Possibly, we can modify the question even further and ask "characteristically" who speaks for the Community of communities?
who speaks for orthodoxy - kirk yacoub - 31-10-2007 10:04 AM
Dear John and Rick,
It is interesting that there is the British Orthodox Church functioning as part of the Coptic Church, and therefore part of Oriental Orthodoxy. Does the USA need a similar vessel? I would have nothing against it, but I would also quote my own example as an ethnic Brit (whatever that may mean!) who is a member of the Syriac Orthodox Church. It would be very possible to do the same in the USA. Particular Church customs are not exclusivist, they usually provide another light on the faith. The Church speaks on behalf of Orthodoxy not as an ethnic unit, but on the basis of the Scriptures,and Apostolic and Patristic Tradition, all of which blend together.

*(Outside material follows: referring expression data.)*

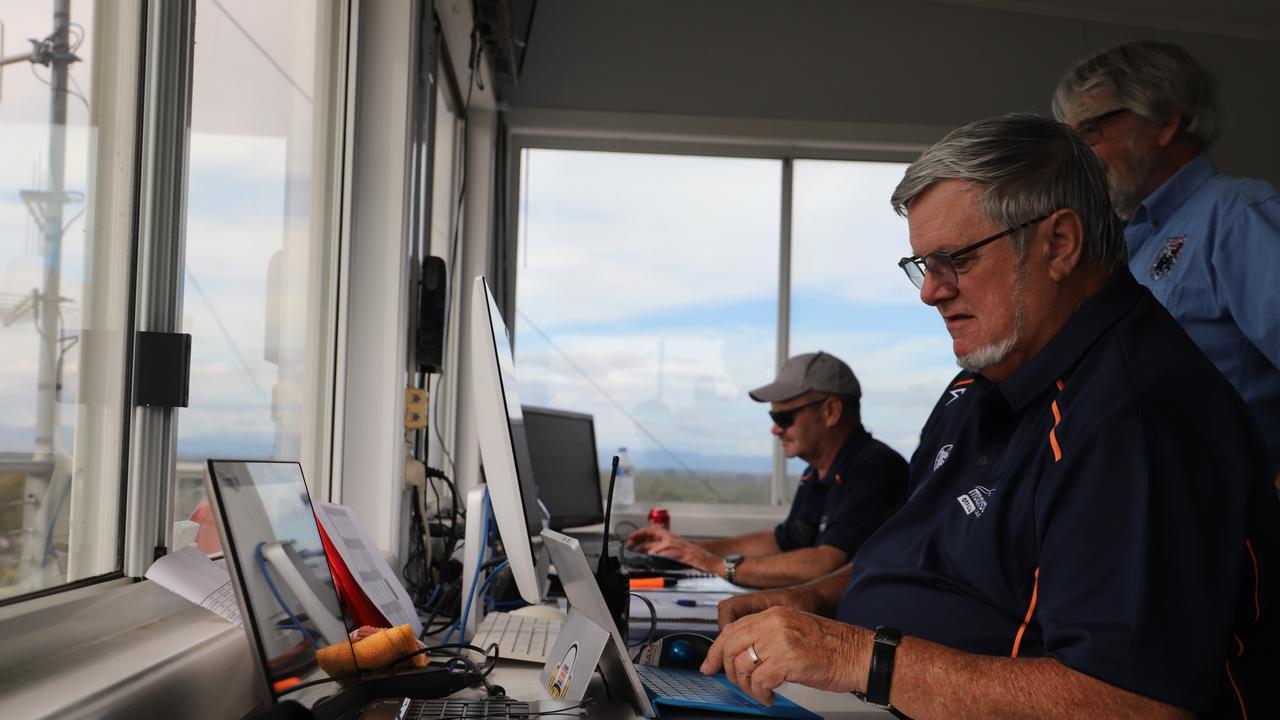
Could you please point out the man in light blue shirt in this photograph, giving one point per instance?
(1206, 245)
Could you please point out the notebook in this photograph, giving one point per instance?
(289, 604)
(649, 687)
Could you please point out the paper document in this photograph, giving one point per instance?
(190, 574)
(366, 564)
(714, 583)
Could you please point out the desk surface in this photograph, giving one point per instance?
(520, 680)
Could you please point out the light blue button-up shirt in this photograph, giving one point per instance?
(1208, 247)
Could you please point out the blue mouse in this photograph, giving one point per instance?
(682, 650)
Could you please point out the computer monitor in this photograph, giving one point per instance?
(503, 446)
(562, 449)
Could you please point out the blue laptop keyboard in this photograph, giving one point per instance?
(690, 688)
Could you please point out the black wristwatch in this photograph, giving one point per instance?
(731, 561)
(881, 674)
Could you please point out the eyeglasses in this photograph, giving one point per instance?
(942, 265)
(1091, 128)
(786, 418)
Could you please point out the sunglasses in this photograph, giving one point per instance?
(786, 418)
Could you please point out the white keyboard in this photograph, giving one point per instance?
(519, 637)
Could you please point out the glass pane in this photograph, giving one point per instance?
(648, 297)
(850, 299)
(67, 127)
(260, 274)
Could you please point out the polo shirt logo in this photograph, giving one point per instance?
(944, 452)
(1166, 258)
(974, 501)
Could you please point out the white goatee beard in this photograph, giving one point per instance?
(988, 355)
(996, 352)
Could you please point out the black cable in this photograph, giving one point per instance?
(653, 623)
(606, 680)
(524, 46)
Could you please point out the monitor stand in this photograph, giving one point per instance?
(471, 551)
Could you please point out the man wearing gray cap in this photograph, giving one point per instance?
(851, 486)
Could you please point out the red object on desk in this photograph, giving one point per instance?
(659, 516)
(361, 609)
(652, 583)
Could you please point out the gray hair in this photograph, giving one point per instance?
(1025, 167)
(1151, 80)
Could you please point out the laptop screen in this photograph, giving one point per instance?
(278, 566)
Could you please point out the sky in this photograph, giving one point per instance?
(648, 296)
(247, 173)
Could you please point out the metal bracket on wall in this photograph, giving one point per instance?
(161, 369)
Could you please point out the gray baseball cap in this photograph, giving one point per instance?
(816, 372)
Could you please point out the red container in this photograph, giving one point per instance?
(659, 516)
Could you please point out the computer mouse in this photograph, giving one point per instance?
(540, 611)
(677, 650)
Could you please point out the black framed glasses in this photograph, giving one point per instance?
(942, 265)
(1091, 128)
(786, 418)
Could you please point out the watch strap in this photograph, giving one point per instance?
(881, 671)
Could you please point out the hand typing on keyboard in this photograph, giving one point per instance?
(791, 646)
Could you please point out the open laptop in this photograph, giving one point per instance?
(291, 607)
(650, 687)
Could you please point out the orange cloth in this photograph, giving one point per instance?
(378, 650)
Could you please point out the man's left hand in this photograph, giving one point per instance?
(688, 552)
(791, 647)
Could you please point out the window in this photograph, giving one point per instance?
(648, 295)
(261, 240)
(67, 126)
(850, 299)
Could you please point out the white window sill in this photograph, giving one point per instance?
(133, 651)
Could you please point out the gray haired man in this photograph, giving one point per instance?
(1206, 245)
(1092, 529)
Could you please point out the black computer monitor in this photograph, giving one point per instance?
(562, 450)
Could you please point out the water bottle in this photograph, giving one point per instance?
(625, 484)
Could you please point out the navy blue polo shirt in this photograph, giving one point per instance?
(865, 484)
(1109, 505)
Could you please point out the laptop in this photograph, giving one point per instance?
(291, 607)
(650, 687)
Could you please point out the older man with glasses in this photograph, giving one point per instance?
(1206, 245)
(1091, 531)
(853, 483)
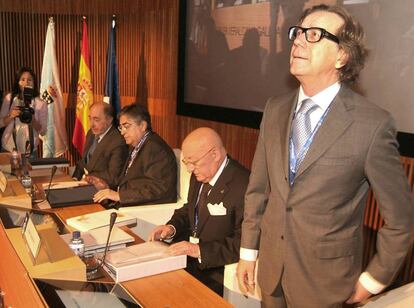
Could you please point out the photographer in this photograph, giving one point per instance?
(23, 113)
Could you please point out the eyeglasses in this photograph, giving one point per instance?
(195, 163)
(125, 126)
(312, 35)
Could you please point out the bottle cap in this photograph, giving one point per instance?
(76, 234)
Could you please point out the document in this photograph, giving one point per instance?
(142, 260)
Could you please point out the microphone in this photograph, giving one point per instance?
(111, 225)
(54, 168)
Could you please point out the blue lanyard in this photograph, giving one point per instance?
(196, 208)
(295, 160)
(136, 150)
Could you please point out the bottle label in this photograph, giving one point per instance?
(78, 249)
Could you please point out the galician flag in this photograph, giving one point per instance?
(84, 95)
(55, 142)
(111, 82)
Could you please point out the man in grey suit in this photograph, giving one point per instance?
(319, 151)
(149, 175)
(105, 150)
(207, 229)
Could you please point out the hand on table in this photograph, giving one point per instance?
(184, 248)
(106, 194)
(161, 233)
(245, 276)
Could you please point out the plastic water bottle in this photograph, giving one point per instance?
(77, 245)
(15, 162)
(27, 182)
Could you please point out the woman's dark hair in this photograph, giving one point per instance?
(351, 37)
(137, 113)
(16, 88)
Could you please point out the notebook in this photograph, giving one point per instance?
(69, 196)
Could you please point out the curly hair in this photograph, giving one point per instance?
(16, 88)
(137, 113)
(351, 40)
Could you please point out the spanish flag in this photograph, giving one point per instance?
(84, 94)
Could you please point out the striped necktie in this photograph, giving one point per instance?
(301, 128)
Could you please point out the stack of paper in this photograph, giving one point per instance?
(95, 240)
(99, 219)
(142, 260)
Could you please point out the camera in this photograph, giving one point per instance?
(26, 112)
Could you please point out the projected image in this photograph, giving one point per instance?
(236, 51)
(237, 55)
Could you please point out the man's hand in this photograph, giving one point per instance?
(161, 233)
(184, 248)
(245, 276)
(99, 183)
(106, 194)
(359, 294)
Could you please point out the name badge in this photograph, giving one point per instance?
(194, 240)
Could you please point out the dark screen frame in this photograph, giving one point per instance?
(239, 117)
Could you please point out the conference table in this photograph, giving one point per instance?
(171, 289)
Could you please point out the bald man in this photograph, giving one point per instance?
(105, 150)
(207, 228)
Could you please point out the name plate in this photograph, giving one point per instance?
(31, 237)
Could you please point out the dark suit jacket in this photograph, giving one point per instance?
(312, 231)
(108, 158)
(152, 177)
(219, 235)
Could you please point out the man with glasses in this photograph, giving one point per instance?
(319, 150)
(105, 150)
(149, 175)
(207, 228)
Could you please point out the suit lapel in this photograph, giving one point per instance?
(336, 122)
(216, 195)
(100, 148)
(285, 123)
(192, 198)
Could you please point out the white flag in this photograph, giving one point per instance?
(55, 142)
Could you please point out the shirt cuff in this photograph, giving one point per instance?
(248, 254)
(370, 284)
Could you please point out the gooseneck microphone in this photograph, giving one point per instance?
(54, 168)
(111, 225)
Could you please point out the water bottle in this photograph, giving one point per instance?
(27, 182)
(15, 162)
(77, 245)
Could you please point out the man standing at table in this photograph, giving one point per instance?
(209, 224)
(105, 150)
(319, 150)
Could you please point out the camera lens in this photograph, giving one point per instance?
(26, 115)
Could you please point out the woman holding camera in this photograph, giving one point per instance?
(24, 114)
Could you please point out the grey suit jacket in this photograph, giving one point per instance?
(312, 232)
(107, 160)
(152, 177)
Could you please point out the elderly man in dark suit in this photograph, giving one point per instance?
(105, 150)
(207, 228)
(319, 150)
(149, 175)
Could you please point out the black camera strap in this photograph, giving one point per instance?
(31, 135)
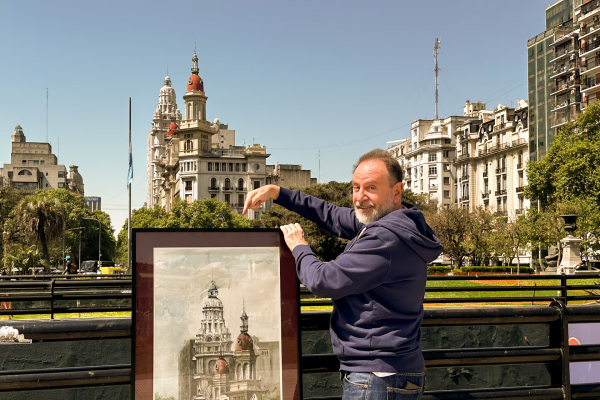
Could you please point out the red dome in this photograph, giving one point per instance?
(195, 83)
(221, 367)
(243, 342)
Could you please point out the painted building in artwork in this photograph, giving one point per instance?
(192, 159)
(225, 369)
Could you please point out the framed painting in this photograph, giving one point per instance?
(215, 316)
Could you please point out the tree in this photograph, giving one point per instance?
(461, 231)
(326, 246)
(208, 213)
(40, 218)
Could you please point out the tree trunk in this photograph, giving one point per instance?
(45, 252)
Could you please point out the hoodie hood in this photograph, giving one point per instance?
(410, 226)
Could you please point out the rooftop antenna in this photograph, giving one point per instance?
(436, 47)
(47, 93)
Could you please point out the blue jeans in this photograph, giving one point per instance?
(368, 386)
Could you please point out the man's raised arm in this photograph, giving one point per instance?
(338, 220)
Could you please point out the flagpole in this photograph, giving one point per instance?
(129, 267)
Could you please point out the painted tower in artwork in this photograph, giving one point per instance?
(224, 370)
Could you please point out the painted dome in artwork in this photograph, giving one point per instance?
(221, 367)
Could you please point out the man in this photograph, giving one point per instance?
(377, 284)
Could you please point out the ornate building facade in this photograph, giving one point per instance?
(33, 166)
(191, 159)
(222, 369)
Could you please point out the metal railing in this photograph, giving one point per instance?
(557, 354)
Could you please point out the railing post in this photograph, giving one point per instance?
(559, 338)
(51, 298)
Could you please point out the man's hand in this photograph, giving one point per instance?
(259, 196)
(294, 235)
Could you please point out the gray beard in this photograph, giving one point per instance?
(376, 215)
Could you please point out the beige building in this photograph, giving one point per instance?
(193, 159)
(427, 156)
(289, 176)
(491, 159)
(33, 166)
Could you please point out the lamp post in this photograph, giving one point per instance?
(5, 238)
(72, 229)
(99, 239)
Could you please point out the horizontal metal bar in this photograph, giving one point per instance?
(490, 288)
(63, 378)
(584, 353)
(452, 358)
(72, 328)
(56, 310)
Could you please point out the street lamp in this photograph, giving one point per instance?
(72, 229)
(5, 238)
(99, 239)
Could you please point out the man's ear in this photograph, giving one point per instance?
(398, 189)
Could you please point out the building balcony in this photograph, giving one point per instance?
(589, 10)
(559, 88)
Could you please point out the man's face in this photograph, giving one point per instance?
(372, 195)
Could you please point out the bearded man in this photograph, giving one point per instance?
(377, 284)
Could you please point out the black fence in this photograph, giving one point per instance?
(557, 354)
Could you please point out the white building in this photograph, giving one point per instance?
(193, 159)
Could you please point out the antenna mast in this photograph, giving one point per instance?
(436, 47)
(47, 115)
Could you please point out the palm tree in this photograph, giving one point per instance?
(41, 219)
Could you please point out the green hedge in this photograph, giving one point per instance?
(522, 270)
(438, 269)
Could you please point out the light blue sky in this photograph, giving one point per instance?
(340, 76)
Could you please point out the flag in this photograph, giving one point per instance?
(130, 172)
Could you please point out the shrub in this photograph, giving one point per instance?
(522, 270)
(438, 269)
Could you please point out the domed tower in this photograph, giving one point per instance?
(18, 136)
(195, 99)
(166, 113)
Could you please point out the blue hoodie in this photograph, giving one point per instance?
(377, 284)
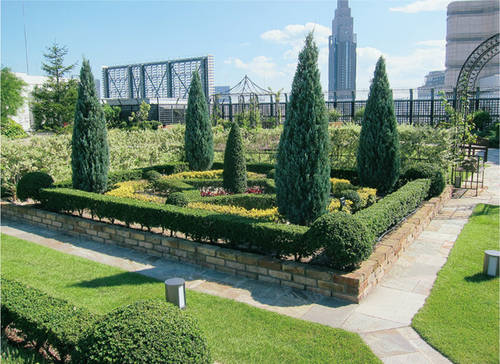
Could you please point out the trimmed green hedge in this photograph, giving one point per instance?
(42, 317)
(387, 212)
(201, 225)
(151, 331)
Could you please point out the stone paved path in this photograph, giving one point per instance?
(383, 319)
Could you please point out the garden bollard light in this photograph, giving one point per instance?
(175, 291)
(491, 262)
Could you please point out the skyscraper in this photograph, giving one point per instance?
(342, 53)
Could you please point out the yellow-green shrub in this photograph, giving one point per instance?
(265, 214)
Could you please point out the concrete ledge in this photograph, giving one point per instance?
(353, 286)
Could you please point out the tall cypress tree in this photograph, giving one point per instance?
(90, 152)
(378, 158)
(198, 138)
(303, 167)
(235, 170)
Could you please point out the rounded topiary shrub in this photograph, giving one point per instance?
(152, 175)
(345, 240)
(353, 196)
(30, 184)
(426, 170)
(177, 199)
(151, 331)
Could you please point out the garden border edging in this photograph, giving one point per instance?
(353, 286)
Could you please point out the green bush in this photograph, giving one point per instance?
(200, 225)
(426, 170)
(345, 240)
(152, 175)
(149, 331)
(353, 196)
(30, 184)
(390, 210)
(42, 317)
(177, 199)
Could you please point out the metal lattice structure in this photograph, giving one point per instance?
(467, 78)
(157, 80)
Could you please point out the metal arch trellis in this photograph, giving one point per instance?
(467, 78)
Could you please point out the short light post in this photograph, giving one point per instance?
(175, 292)
(491, 262)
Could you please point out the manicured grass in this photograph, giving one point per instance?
(460, 317)
(236, 332)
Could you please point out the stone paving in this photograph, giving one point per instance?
(383, 319)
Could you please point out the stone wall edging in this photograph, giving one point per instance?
(353, 286)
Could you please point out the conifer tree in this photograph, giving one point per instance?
(198, 138)
(378, 157)
(303, 167)
(235, 170)
(90, 152)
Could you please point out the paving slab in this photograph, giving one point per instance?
(382, 319)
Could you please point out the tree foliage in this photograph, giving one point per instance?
(235, 171)
(378, 157)
(198, 139)
(303, 168)
(90, 154)
(54, 102)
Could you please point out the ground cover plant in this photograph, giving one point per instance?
(460, 317)
(235, 332)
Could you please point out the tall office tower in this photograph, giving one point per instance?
(342, 54)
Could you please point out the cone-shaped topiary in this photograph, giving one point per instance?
(378, 158)
(198, 138)
(235, 169)
(303, 167)
(90, 152)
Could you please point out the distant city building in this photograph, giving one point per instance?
(342, 54)
(223, 92)
(469, 23)
(433, 81)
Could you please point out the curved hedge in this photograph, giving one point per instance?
(151, 331)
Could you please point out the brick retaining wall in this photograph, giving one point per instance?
(352, 286)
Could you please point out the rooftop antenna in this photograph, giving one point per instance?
(25, 40)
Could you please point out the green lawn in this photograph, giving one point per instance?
(460, 318)
(236, 332)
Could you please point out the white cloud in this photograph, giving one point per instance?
(261, 66)
(406, 71)
(423, 5)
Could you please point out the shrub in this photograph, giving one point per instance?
(198, 137)
(426, 170)
(378, 158)
(30, 184)
(280, 239)
(177, 199)
(152, 175)
(339, 186)
(235, 173)
(345, 240)
(166, 185)
(353, 196)
(303, 164)
(42, 317)
(149, 331)
(389, 211)
(90, 151)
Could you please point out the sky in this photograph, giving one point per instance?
(258, 38)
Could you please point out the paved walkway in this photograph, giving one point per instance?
(383, 319)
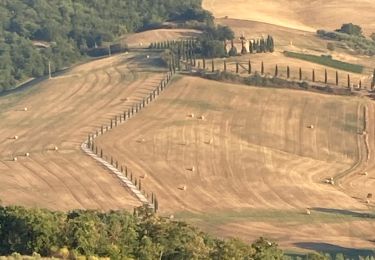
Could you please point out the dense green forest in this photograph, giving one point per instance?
(34, 32)
(118, 235)
(81, 234)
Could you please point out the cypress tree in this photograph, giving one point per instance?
(313, 76)
(325, 76)
(243, 49)
(156, 204)
(348, 81)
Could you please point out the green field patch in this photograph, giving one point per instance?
(326, 61)
(273, 216)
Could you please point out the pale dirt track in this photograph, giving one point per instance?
(61, 112)
(262, 156)
(302, 14)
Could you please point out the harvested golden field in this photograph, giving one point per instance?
(302, 15)
(238, 160)
(61, 112)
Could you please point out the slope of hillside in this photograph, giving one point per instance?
(302, 15)
(61, 112)
(253, 152)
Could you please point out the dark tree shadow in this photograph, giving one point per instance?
(352, 253)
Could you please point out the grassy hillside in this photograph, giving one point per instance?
(34, 33)
(253, 152)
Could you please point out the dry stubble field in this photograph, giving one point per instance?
(298, 14)
(257, 165)
(61, 112)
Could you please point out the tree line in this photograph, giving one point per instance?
(34, 32)
(118, 235)
(352, 36)
(217, 46)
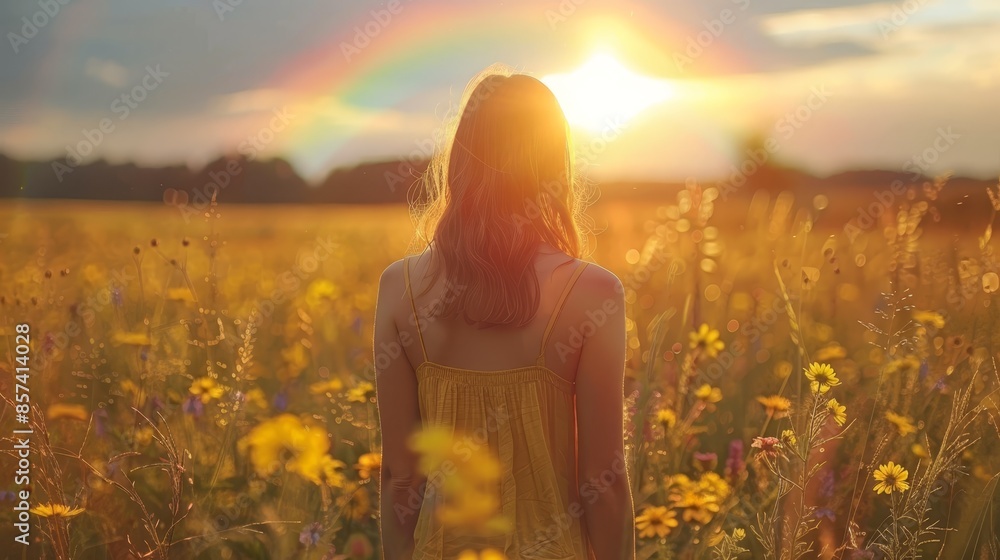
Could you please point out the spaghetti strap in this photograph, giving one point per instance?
(413, 306)
(555, 312)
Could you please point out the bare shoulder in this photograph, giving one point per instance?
(595, 280)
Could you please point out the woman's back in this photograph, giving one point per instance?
(524, 415)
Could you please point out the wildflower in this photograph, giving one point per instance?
(708, 394)
(821, 377)
(838, 411)
(63, 410)
(775, 405)
(698, 500)
(666, 418)
(902, 423)
(368, 464)
(929, 318)
(311, 534)
(330, 386)
(362, 393)
(131, 339)
(788, 437)
(655, 521)
(206, 388)
(286, 441)
(769, 446)
(56, 510)
(707, 340)
(891, 477)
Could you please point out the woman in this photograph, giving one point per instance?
(498, 328)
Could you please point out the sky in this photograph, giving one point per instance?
(654, 90)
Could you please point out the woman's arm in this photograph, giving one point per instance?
(600, 402)
(401, 486)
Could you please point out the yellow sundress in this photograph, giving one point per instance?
(527, 417)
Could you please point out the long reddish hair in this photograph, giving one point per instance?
(500, 185)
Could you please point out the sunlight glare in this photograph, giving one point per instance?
(603, 93)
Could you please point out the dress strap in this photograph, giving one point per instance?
(413, 306)
(555, 312)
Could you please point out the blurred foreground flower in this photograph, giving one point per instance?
(55, 510)
(468, 481)
(655, 521)
(707, 340)
(891, 477)
(821, 377)
(285, 442)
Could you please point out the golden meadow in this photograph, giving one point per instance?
(202, 386)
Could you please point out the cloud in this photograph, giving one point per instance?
(106, 71)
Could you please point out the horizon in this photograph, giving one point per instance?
(840, 86)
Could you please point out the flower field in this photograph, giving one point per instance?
(203, 387)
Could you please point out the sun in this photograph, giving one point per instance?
(604, 93)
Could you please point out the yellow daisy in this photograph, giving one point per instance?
(821, 377)
(655, 521)
(707, 340)
(55, 510)
(891, 477)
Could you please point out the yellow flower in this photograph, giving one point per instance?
(902, 423)
(486, 554)
(55, 510)
(775, 405)
(708, 393)
(698, 500)
(63, 410)
(285, 441)
(821, 377)
(667, 418)
(131, 339)
(466, 480)
(362, 393)
(788, 437)
(929, 318)
(891, 477)
(368, 464)
(655, 521)
(206, 388)
(838, 411)
(330, 386)
(707, 340)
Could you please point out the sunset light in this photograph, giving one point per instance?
(603, 92)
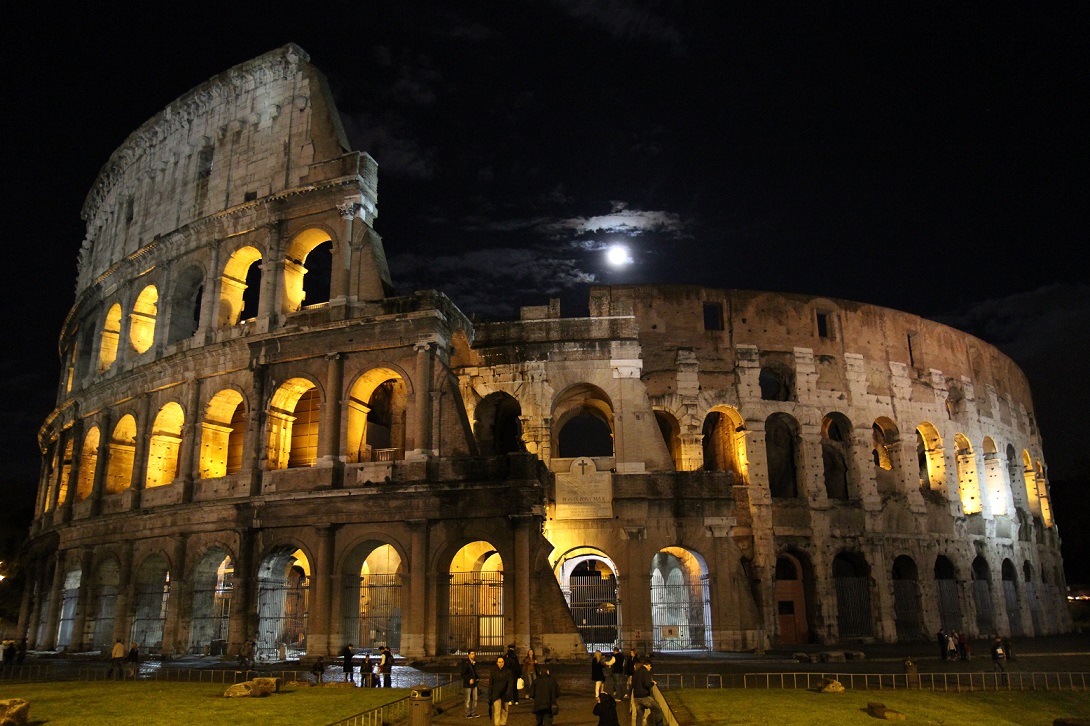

The other important thing to note is that Orthodoxy, if it is imbued with Christian love, is by definition ecumenical, reaching out to other Churches to strive towards that unity we all desire, but which we know cannot be achieved by human effort alone, but by the Holy Spirit working through us.
The test of Orthodoxy is, do we love not only friends, but also those who perceive themselves as our enemies? To speak on this basis is to speak on the command and authority of Christ, which is to speak for Orthodoxy.
Who speaks? - John Charmley - 13-11-2007 07:24 PM
An excellent and thought-provoking post; I am, as ever, stunned by the insights you bring here.
What a very good statement you make:
Quote: The Church speaks on behalf of Orthodoxy not as an ethnic unit, but on the basis of the Scriptures,and Apostolic and Patristic Tradition, all of which blend together.
Tradition is the living river which connects the past and the future, on which we are but passengers. The last sentence is very profound.
In his treatise on the Lord's Prayer, St. Cyprian describes the Church as: ?a people united in one in the unity of the Father, and of the Son, and of the Holy Spirit.? I note how it is the same communion which unites the Father and the Son and the Holy Spirit which is the model and the source of the fraternal communion which ought to unite Christians. As Our Lord tells us in St. John 15:12: ?Love one another as I have loved you?; and in St. John 17:22 he tells us why: ?that they may be one even as we are one?.
Indeed, Orthodoxy is by definition ecumenical.